Güllerin değerlendirmesi şu şekilde;
Trump ve Netanyahu yüklü bir ajandayla Beyaz Saray'da
buluştular. Gündemlerinde Erdoğan da vardı. Trump, Suriye'de Türkiye ile
İsrail'in karşı karşıya gelmemesi için devreye gireceğini açıkladı.
Peki, Türkiye ve İsrail neden Suriye'de karşı karşıya
geliyordu? Ve o karşı karşıya geliş riski sürüyor mu? Yoksa bazı açıklamalarla
tansiyon düşürüldü mü? Ve Trump bu konuda nasıl bir yol izleyecek? Ayrıca
Washington, İran'a karşı Türkiye ile İsrail'i aynı cepheye sürme hedefini
gerçekleştirebilecek mi? Ve Trump iddia ettiği gibi iyi arkadaşı olan Erdoğan'a
her istediğini yaptırabilecek mi? Bugün bu sorulara yanıt arayacağız.
Amerikan Başkanı Donald Trump ile İsrail Başbakanı Benjamin
Netanyahu Beyaz Saray'da yüklü bir ajandayla bir araya geldiler. Gündemlerinde
Gazze vardı, gündemlerinde İran vardı, gündemlerinde gümrük vergisi vardı ve
gündemlerinde Türkiye'de vardı. İkili son dakika ortak basın toplantısı yapmak
yerine oval ofiste sınırlı sayıda gazeteciye açıklama yapmaya karar verdiler. O
açıklamaları önce ele alalım, sonra bizi ilgilendiren Türkiye boyutuna
bakacağız.
Önce Gazze ile başlayalım. Biliyorsunuz Trump göreve
başladıktan sonra bir Gazze planı açıklamıştı. Filistinlileri buradan çıkarıp
şehri baştan inşa etmeyi savunmuştu.
Bu özetle Gazze'yi Filistinsizleştirme projesiydi aslında.

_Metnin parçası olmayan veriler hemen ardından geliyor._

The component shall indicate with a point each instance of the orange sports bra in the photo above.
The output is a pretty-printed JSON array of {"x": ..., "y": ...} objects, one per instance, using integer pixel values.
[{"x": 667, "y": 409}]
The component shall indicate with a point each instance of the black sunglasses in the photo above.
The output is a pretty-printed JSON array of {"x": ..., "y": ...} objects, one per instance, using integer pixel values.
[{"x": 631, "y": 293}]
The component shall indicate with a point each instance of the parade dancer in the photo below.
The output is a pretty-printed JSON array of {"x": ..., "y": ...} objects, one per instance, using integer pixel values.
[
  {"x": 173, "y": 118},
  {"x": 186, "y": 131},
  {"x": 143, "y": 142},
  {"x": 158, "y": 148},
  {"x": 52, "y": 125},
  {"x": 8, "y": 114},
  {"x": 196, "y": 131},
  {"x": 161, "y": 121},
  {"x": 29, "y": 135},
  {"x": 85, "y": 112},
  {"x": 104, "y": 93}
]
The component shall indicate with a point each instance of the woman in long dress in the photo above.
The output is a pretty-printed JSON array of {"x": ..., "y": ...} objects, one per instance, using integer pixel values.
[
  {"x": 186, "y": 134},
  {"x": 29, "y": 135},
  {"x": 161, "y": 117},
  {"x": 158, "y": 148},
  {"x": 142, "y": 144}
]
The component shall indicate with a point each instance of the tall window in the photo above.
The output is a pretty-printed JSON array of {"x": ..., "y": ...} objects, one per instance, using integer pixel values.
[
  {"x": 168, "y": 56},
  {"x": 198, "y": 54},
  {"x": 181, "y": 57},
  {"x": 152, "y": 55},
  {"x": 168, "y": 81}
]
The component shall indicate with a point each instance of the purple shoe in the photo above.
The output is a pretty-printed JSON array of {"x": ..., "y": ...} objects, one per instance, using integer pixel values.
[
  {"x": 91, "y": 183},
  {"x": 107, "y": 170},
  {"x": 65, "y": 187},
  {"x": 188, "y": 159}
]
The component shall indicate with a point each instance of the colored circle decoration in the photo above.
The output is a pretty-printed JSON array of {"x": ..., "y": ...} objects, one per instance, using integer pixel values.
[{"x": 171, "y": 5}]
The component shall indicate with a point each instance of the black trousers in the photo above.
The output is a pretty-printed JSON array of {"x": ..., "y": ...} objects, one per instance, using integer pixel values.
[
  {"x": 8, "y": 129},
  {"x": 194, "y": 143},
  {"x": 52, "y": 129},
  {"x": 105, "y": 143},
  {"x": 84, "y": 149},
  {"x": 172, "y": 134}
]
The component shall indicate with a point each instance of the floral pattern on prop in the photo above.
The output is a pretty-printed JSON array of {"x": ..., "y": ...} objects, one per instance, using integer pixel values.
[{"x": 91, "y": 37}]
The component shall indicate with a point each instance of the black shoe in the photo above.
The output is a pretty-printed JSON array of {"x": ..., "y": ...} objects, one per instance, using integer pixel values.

Bu konu Trump ve Netanyahu'nun Beyaz Saray buluşmasında da gündeme geldi. Ve
Trump aynen şöyle dedi: “Böylelikle özgür bir bölge oluşur, her gün
insanların ölmeyeceği bir yer olur. Orası aslında çok acayip bir yer ama şimdi
kimse orada yaşamak istemiyor. Hamas var, bir sürü sorun var, ölüm orada akıl
almaz düzeyde yüksek.
İsrail niye orayı bıraktı hiç anlamıyorum. İsrail
Gazze'yi asla bırakmamalıydı. Şimdi dünyanın en tehlikeli yerlerinden biri. Gazze
bir ölüm tuzağı.”
Evet ne çok şey söylenebilir bu laflar üzerine. Ama biz
gelin kısaca emperistlerin vicdanı da yoktur, ahlakı da yoktur diyelim ve
burada bu konuyu kapatmış olalım ve Netanyahu'ya geçelim. Çünkü ona da
söyleyeceklerimiz var. Bakınız o da Gazze konusunda aynen şöyle diyor:
“Trump'la yeni bir anlaşma üzerinde çalışıyoruz.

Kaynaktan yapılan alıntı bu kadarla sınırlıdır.